When we normalize radical love in our scholarship by giving space to other voices, we develop a richer understanding of how our work (e.g., data collection and publication) is related to and engaged with the communities around us. This understanding will naturally find its way into our pedagogy. For instance, I taught an expository writing course focused on students developing their writer’s voice by drawing on their participation in their own cultural communities and the knowledge developed therein—an idea that originated from my research on Jewish and cultural rhetorics. Students practiced writing in a variety of expository genres centered on their identities as scholars, community members, and cultural and linguistic inheritors, culminating in students writing their own community positionality statement. In short, my students practiced a radical love for their communities as they wrote, marking the two (i.e., writing and community) as indistinguishable.

Creating spaces for alienated cultural communities to not only define themselves but also share in academic meaning-making through our pedagogy and research is, I believe, a radical means of community engagement. In both my research and my teaching, I practice radical love for and enter into community with others by making academic spaces accessible, opening room for new voices, ideas, and possibilities.

References

Bernard-Donals, M.F., & Fernheimer, J.W. (2014). Jewish rhetorics: History, theory, practice. Brandeis University Press.

Frank, D.A. (2004). Arguing with God, Talmudic discourse, and the Jewish countermodel: Implications for the study of argumentation. Argumentation and Advocacy, 41, pp. 71-86.

Haas, A.M. (2007). Wampum as hypertext: An American Indian intellectual tradition of multimedia theory and practice. Studies in American Indian Literature, 19(4), pp. 77-100.

Piepzna-Samarasinha, L.L. (2018). Care work: Dreaming disability justice. Arsenal Pulp Press.

Riley-Mukavetz, A. (2020). Developing a relational scholarly practice: Snakes, dreams, and grandmothers. College Composition and Communication, 71(4), pp. 545-65.
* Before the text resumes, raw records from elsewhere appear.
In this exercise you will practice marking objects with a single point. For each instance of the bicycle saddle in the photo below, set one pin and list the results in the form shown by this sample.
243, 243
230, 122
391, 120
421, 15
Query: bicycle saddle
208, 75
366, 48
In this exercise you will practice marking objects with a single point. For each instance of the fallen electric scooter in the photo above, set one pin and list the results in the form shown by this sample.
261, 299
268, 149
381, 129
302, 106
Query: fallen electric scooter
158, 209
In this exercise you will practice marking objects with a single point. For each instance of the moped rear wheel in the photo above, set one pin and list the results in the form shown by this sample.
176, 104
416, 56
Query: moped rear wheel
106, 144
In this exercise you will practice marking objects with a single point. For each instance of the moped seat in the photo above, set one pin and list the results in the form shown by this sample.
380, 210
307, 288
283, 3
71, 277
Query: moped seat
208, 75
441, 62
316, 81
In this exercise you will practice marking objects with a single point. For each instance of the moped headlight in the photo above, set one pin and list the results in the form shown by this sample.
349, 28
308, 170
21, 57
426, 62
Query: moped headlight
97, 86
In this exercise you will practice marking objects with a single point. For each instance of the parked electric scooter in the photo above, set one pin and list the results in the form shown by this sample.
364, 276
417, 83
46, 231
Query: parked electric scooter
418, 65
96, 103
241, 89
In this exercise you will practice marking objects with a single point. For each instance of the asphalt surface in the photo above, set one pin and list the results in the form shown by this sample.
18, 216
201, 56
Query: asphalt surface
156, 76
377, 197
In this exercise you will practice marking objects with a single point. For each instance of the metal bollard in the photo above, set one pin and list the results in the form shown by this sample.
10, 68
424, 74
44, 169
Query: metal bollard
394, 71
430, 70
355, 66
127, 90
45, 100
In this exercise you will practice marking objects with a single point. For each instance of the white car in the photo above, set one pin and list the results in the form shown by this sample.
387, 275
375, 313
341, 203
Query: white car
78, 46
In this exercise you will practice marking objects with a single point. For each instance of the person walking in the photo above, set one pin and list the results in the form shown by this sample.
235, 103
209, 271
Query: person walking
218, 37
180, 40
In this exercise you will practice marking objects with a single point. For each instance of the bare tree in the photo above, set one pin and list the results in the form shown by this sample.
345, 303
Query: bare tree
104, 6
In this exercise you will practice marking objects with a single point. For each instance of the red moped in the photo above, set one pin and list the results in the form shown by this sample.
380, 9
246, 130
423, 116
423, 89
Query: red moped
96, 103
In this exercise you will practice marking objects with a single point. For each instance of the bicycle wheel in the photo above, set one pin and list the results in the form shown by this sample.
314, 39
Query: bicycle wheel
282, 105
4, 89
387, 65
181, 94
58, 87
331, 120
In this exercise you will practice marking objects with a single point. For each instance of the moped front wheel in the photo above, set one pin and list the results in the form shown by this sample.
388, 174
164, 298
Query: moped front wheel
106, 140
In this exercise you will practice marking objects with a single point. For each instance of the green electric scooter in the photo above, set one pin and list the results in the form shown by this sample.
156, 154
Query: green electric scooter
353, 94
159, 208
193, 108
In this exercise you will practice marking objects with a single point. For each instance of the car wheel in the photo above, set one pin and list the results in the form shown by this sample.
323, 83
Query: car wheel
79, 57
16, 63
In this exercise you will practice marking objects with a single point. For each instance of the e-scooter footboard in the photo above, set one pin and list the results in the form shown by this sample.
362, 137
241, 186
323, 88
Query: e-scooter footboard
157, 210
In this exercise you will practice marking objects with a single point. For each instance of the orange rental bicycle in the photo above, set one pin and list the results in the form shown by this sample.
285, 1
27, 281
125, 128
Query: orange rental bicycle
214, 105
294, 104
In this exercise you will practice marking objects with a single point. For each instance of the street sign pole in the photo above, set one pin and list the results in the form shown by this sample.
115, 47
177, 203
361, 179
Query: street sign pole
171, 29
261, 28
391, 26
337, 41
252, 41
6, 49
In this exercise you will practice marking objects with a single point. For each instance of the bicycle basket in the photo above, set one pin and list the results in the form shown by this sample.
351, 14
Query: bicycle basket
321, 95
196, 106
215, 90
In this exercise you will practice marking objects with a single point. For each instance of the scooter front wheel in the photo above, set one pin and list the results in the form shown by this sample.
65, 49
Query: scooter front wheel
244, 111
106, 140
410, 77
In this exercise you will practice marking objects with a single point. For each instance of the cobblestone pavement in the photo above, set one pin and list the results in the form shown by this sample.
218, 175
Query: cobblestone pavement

Ríos, G.R. (2015). Cultivating land-based literacies and rhetorics. LiCS, 3(1), pp. 60-70.

Slotkin, A. (2022). The geopolitics of white supremacy: A case study on monuments and monumental rhetoric. The Journal of Multimodal Rhetorics, 6(1), pp. 3-13.

———. (2020). Along the cow path: Technical communication within a Jewish cemetery. Communication Design Quarterly, 8(3), pp. 16-25.

———. (2020) “The woman who talks”: A qualitative case study in feminist Jewish rhetorics. Rhetoric Review, 39(4), pp. 457-70.

Torrez, J.E. (2018). Responsibility, reciprocity, and respect: Storytelling as a means of university-community engagement. In M. Castañeda & J. Krupczynksi (Eds.), Civic engagement in diverse Latina/o communities: Leading from social justice partnerships in action (pp. 143-58). Peter Lang Publishers.

Tuck, E. (2009). Suspending damage: A letter to communities. Harvard Educational Review, 79(3), pp. 409-27.